Skocz do zawartości

Powrót z emigracji.


karhu

Rekomendowane odpowiedzi

Witam Braci. Ostatnio wylapalem dola i przyszla taka mysl by po dziesieciu latach wygnania wrocic juz do Polski. W Finlandii trzyma mnie tylko kasa ktora zarabiam, nic wiecej. Za wiele tej kasy nie uzbieralem,mialem zone. Mam 45 lat i juz raczej wielkiej kariery nie zrobie. Syn juz samodzielny, corka 22 lata, 800zl alimentow to nawet w polsce jestem w stanie zarobic i placic coreczce. O prace w Polsce sie nie boje, jako hydraulik znajde zajecie. Pytanie do tych Braci z doswiadczenie. Jak sie odnalezli po powrocie, czy nie zaluja decyzji? Pozdrawiam,kur...a tu jeszcze zima?

  • Like 3
Odnośnik do komentarza
Udostępnij na innych stronach

Ok rozumiem, że przez te 10 lat pracowałeś w Finlandii a cała rodzina w Polsce?

 

Ja w sumie po tym jak - dzięki mojej wyjątkowej i jedynej myszce - straciłem dom rozpatrywałem powrót do Polski ale jakoś załatwianie rożnych spraw i mentalność oraz pośpiech wszędzie sprawił,  ze nie zamierzam jak na razie zwijać żagli.

  • Dzięki 1
Odnośnik do komentarza
Udostępnij na innych stronach

Też jakiś czas temu włączył mi się pomysł powrotu zza granicy. W PL wytrzymałem prawie rok i wyjechałem ponownie. Mam 3K alimentów, więc to był główny powód ponownego wyjazdu za granicę. Również w PL zaczęło mi się nudzić, potrzebowałem nowych wyzwań. Teraz znowu marzy mi się powrót do PL, ale nie na stałe - chcę mieć pół roku przerwy od ciężkiej pracy.

  • Dzięki 1
Odnośnik do komentarza
Udostępnij na innych stronach

15 minut temu, Pytonga napisał:

te 10 lat pracowałeś w Finlandii a cała rodzina w Polsce?

Tak. Syn studiowal,corka ksiezniczka zona gwiazda. Ktos musial na to zarobic.

 

10 minut temu, van.dall napisał:

chcę mieć pół roku przerwy od ciężkiej pracy.

Moze to dobry pomysl,takze dla mnie?

  • Like 1
Odnośnik do komentarza
Udostępnij na innych stronach

@karhu A może tak wstrzymać się trochę z tym powrotem? Trzyma Cię tam tylko kasa, więc może trochę odłożyć na powrót i ponowne urządzenie się tutaj?
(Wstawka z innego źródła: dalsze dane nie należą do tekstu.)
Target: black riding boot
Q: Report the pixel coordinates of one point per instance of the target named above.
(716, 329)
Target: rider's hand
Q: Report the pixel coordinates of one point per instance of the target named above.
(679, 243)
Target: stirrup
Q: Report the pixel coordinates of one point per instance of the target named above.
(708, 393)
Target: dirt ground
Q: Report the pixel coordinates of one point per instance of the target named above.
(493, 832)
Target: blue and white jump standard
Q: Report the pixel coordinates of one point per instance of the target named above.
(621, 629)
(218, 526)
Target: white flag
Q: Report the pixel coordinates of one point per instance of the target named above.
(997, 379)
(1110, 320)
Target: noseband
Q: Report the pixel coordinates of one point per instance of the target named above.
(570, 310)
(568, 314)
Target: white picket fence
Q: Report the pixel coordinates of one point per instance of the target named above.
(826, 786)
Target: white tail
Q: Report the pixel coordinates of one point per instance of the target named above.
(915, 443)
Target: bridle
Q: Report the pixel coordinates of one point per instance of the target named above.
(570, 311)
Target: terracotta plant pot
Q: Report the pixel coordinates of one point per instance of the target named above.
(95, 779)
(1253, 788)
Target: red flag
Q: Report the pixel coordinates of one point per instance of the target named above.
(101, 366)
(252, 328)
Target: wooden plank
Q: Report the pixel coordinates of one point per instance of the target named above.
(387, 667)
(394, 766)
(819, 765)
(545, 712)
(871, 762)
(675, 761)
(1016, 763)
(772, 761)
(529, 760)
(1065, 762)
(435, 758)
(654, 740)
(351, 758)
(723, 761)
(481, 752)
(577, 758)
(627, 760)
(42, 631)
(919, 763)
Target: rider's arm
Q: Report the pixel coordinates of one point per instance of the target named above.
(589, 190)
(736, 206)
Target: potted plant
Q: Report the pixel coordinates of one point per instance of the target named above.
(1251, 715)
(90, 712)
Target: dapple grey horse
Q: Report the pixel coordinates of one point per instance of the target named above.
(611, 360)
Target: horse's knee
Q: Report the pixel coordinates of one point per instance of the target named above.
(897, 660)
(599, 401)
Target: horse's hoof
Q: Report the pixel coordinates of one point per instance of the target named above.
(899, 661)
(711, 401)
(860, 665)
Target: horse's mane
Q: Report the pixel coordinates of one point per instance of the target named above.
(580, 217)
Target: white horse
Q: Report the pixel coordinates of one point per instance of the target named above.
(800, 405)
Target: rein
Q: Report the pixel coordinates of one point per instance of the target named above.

Nie wiem, co prawda jak wygląda Twoja sytuacja tu w Polsce i zakładam, że raczej będziesz się chciał urządzić na nowo.

Ja sam parę, ładnych lat temu wróciłem z emigracji i mam mieszane uczucia. To było tak, że jak byłem tam to tęskniłem za domem, a jak wróciłem to mnie ciągnęło z powrotem i nadal czasem się na tym łapie, iż z chęcią wróciłbym tam skąd wróciłem.

Masz widzę fach w ręku i to raczej taki konkretny, ale to też nie wiadomo do końca ile może Ci zając znalezienie takiej pracy w tym zawodzie, która będzie Ci odpowiadać pod względem finansowym i nie tylko. Mnie zajęło to jakieś 4 miesiące i poduszka finansowa była tu niezbędna. Pozwoliła mi żyć na pewnym minimalnym poziomie, czyli opłaty za mieszkanie, które tu miałem plus jedzenie itp.

  • Like 1
  • Dzięki 1
Odnośnik do komentarza
Udostępnij na innych stronach

17 minut temu, Krugerrand napisał:

że raczej będziesz się chciał urządzić na nowo.

Nie wiem co masz na mysli,bo ze zwiazkow sie wyleczylem, a dom mam wyremontowany,pilnowalem tego i cos tam inwestowalem.Nowa to byla by tylko praca no i jakos zaistniec na rynku. Kasy gdzies na rok wystarczy,to dosc sporo by sie ogarnac.

Odnośnik do komentarza
Udostępnij na innych stronach

2 hours ago, karhu said:

Mam 45 lat i juz raczej wielkiej kariery nie zrobie.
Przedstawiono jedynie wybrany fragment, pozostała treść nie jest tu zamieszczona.